A Suggestion For Chinese Stimulus Spending

Meridith May reporting in today's SF Chronicle - fine paper that really deserves a better web site and could do it with our underemployed web designers:
Wu Dinghong needs $600 to buy materials for the shoe repair business he started on a street in China's Sichuan province. Suzhen Xie needs $450 to expand her hog pen. Aodao seeks $600 for a dairy cow.

Entrepreneurs in rural China are pulling themselves out of poverty with the help of a new micro-credit Web site formed five months ago by two 25-year-olds in the Bay Area.

Casey Wilson of Oakland and Courtney McColgan of Menlo Park founded Wokai.org, modeled after the popular Kiva.org microfinance site. Donors choose from a list of borrowers online and make tiny donations. They can follow their money through online photos and updates of the person they fund.

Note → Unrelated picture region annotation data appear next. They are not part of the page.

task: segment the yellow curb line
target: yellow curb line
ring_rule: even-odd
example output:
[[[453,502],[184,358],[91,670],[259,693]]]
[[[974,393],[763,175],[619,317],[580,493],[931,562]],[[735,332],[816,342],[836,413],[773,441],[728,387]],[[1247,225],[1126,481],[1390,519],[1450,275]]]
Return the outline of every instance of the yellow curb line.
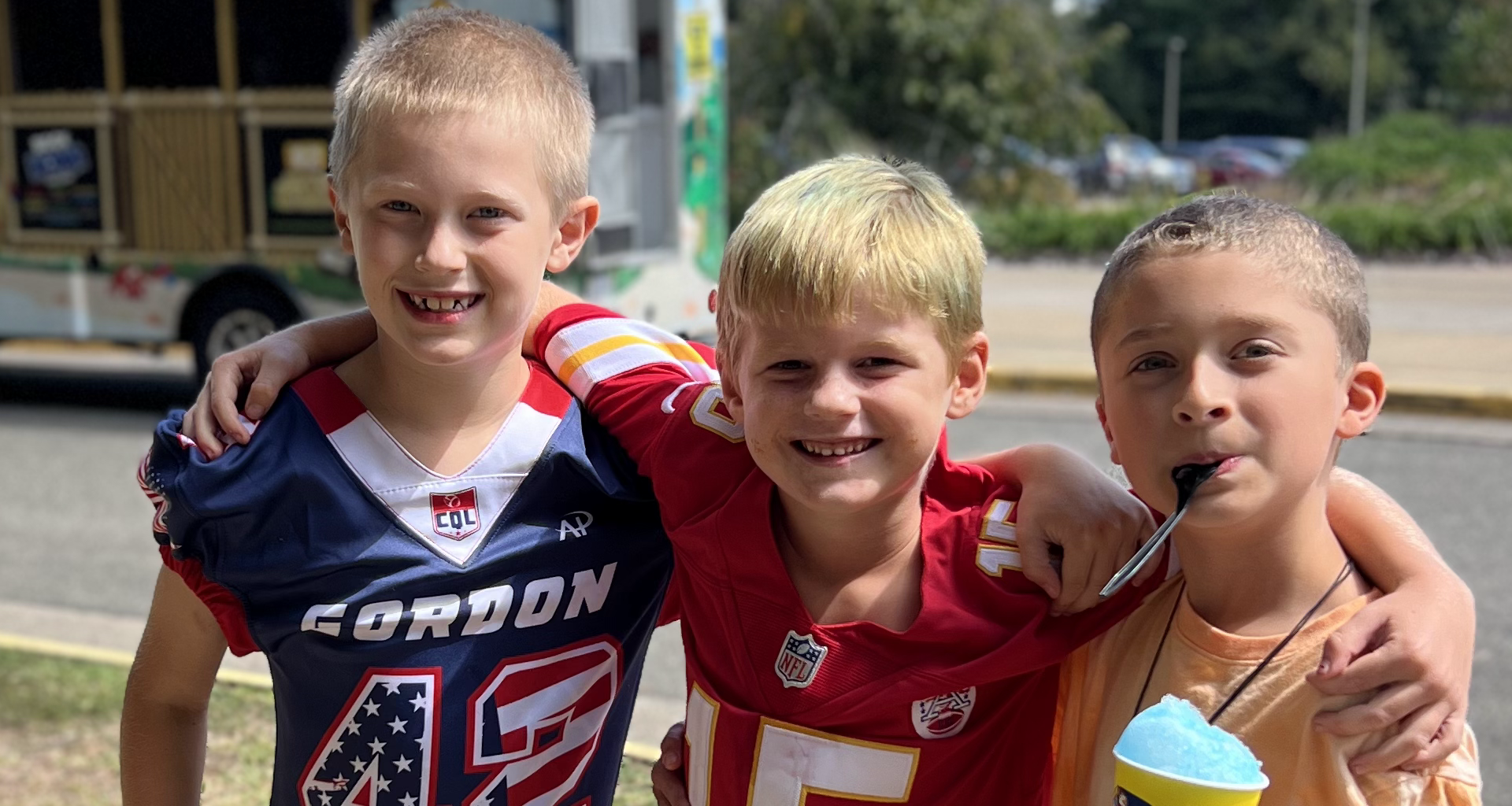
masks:
[[[1096,395],[1092,372],[987,369],[987,386],[1004,392]],[[1387,387],[1387,411],[1512,419],[1512,393],[1485,389]]]
[[[70,644],[64,641],[50,641],[47,638],[32,638],[29,635],[11,635],[8,632],[0,632],[0,649],[12,649],[17,652],[29,652],[32,655],[45,655],[48,658],[67,658],[70,661],[91,661],[97,664],[132,667],[132,661],[136,658],[130,652],[119,652],[115,649],[100,649],[83,644]],[[234,668],[222,668],[215,673],[216,682],[245,685],[251,688],[271,690],[274,687],[272,677],[266,674],[256,674],[251,671],[239,671]],[[638,741],[624,742],[624,758],[638,761],[641,764],[656,764],[661,758],[661,750],[650,744],[641,744]]]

Wilson and McColgan met in a postgraduate Chinese language program at Tsinghua University in Beijing, realized they shared the same interests, and came up with Wokai - which means "I start" - during a St. Patrick's Day party in 2007

Wonks Anonymous applauds these efforts and he believes that donations cannot hurt the global economy or the donor's karma. He does, however, wonder: Where are China's leaders? The government and the armies of rich, frugal far sighted entrepreneurs?

They still seem to be looking for "security" in the dollar and US debt.


Wonks Anonymous would like to inform them that this is not happening but that there are millions, if not billions, of profitable investment opportunities in rural China. These investments will not only bring profits, they will build China's capacity to satisfy the needs of its people and they will create a strong class of small producers and consumers who can demand the goods of Chinese industry.

Of course they will also lift rural China out of poverty, dependency and migrant labor and make more traditional methods of exploitation and extraction of surplus value impossible.

China has a choice. It can continue with its insane attempt to reproduce the self destructive capitalism that Marx described or it can join the modern world where exploitation is replaced by mutual assistance and growth for all.

Memo to the Chinese leadership: Get in touch with these women ASAP. Of course our own movers and shakers could also learn from them.